Memory avenges our abuses of her, and, as an awful example, we
mention the fact that we have never been able to forget certain stanzas
of another B.B., who, under the title of Boston Bard, whilom obtained
from newspaper-columns that concession which gods and men would
unanimously have denied him.
George Fox, utterly ignoring the immense stress which Nature lays on
established order and precedent, got hold of a half-truth which made him
crazy, as half-truths are wont. But the inward light, whatever else it
might be, was surely not of that kind "that never was on land or sea."
There has been much that was poetical in the lives of Quakers, little in
the men themselves. Poetry demands a richer and more various culture,
and, however good we may find such men as John Woolman and Elias
Boudinot, they make us feel painfully that the salt of the earth is
something very different, to say the least, from the Attic variety of
the same mineral.
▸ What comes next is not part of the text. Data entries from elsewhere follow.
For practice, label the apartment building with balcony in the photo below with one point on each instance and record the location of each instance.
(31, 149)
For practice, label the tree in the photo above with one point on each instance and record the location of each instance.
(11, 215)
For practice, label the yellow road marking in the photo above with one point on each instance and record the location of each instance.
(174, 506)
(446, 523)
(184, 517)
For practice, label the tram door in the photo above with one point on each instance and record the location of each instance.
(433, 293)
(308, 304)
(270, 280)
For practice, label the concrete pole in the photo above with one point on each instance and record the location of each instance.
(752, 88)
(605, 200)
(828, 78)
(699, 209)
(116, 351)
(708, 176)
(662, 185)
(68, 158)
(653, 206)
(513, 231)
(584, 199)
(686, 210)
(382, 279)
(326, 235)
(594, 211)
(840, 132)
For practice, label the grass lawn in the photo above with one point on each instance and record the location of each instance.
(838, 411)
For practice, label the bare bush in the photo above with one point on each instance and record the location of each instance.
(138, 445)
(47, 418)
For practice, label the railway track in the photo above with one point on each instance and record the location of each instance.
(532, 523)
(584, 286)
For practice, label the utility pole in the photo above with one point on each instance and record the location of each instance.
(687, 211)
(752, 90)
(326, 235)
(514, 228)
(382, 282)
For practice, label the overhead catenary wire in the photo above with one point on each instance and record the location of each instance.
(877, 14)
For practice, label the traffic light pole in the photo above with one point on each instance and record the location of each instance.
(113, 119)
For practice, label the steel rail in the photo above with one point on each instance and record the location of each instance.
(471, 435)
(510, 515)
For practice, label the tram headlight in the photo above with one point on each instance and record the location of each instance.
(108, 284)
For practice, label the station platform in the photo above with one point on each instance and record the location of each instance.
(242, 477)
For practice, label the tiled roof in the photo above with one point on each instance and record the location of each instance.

Let Armstrong and Whitworth and James experiment as
they will, they shall never hit on a size of bore so precisely adequate
for the waste of human life as the journal of an average Quaker.
Compared with it, the sandy intervals of Swedenborg gush with singing
springs, and Cotton Mather is a very Lucian for liveliness.
Yet this dry Quaker stem has fairly blossomed at last, and Nature, who
can never be long kept under, has made a poet of Mr.